Sterk door samenwerk

Sterk door samenwerk

Je vergissen, iets vergeten, iets niet zien, het even snel willen doen: het is allemaal menselijk. Als je op een prettige manier op je onoplettendheid wordt aangesproken, dan ben je blij met je collega of een voorbijganger. Toch is het voor veel mensen lastig de stap te zetten om op een positieve manier iemand aan te spreken op onveilig gedrag. En ook hierbij geldt: oefening baart kunst.

Aanspreken is niet met je vinger wijzen. Aanspreken is met aandacht voor ieders veiligheid met elkaar in gesprek gaan, delen wat je ziet en bespreken hoe het werk wellicht veiliger kan worden uitgevoerd. Van collega tot collega, van mens tot mens. 


De Cirkel
Met aanspreken zet je elkaar in beweging om veiliger te werken. Hoe vaker je elkaar aanspreekt, hoe veiliger het wordt en hoe beter en prettiger je werkt. Zo blijft de cirkel ‘veiligheid is samenwerken’ ronddraaien.

De cirkel bestaat uit de volgende vier fases die je doorloopt tijdens een prettige samenwerking:
OBSERVEREN: Je ziet gevaar. Je ziet dat een situatie misgaat, die een ongeval kan veroorzaken. Het is daarom beter dat je dat je hier nu je aandacht op vestigt.

  • Safety First is een belangrijke basisregel. Dus hoe druk je het ook hebt en hoeveel moed het ook van je vraagt, neem de tijd voor een gesprek en directe actie. 

AANSPREKEN: Je maakt vriendelijk en serieus contact. Je geeft bij de ander(en) aan wat je ziet en geeft aan dat je dit gevaarlijk vindt. Dit licht je toe. 
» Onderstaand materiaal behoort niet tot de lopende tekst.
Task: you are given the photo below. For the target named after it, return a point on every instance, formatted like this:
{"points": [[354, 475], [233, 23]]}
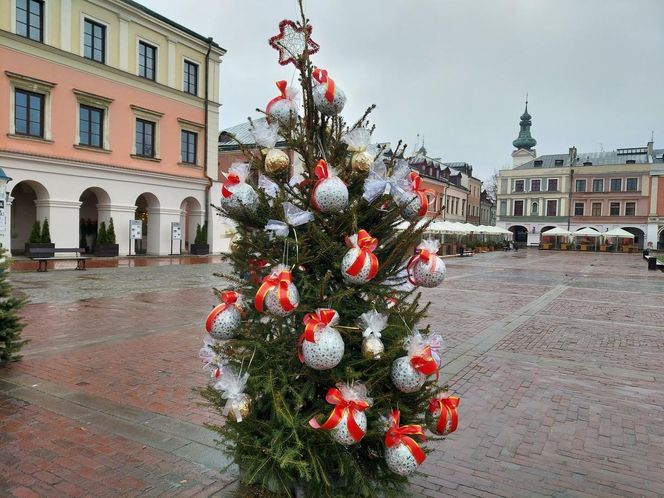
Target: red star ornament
{"points": [[293, 42]]}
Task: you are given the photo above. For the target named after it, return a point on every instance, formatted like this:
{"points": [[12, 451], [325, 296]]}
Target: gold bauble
{"points": [[372, 347], [242, 406], [276, 160], [361, 161]]}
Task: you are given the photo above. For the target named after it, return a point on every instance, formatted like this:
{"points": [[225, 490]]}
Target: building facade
{"points": [[110, 111]]}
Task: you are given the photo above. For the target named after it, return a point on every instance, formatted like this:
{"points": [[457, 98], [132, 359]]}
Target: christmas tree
{"points": [[10, 323], [314, 352]]}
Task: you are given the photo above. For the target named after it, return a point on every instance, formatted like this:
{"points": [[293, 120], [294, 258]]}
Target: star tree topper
{"points": [[293, 42]]}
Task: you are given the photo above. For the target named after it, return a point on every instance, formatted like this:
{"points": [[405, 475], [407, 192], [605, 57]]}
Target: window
{"points": [[597, 209], [632, 184], [91, 126], [518, 208], [598, 185], [580, 185], [30, 19], [578, 209], [190, 78], [144, 138], [94, 41], [630, 208], [616, 184], [147, 60], [29, 113], [614, 209]]}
  • Vertrouw op je gezonde verstand, al weet je niet alles van het betreffende werk. Veiligheid draait om concrete gevaren, zoals het beklemd raken van iets of iemand.
  • Geef de ander kort de tijd zijn werk veilig te stoppen, behalve als er direct groot gevaar dreigt. Negen op de tien keer staat de ander hiervoor open en ontstaat een prettig en nuttig gesprek.
  • Zelden reageert de ander agressief. Is er geen goed gesprek mogelijk of voel jij je bedreigt? Stop dan direct het gesprek en zoek contact met de leidinggevende.

BESPREKEN: Je krijgt een reactie van de ander. Je vraagt door totdat de ander zelf het gevaar onderkent en bereid is het werk veiliger uit te voeren. Hierna bespreek je welke maatregelen mogelijk zijn voor een veilige hervatting van het werk.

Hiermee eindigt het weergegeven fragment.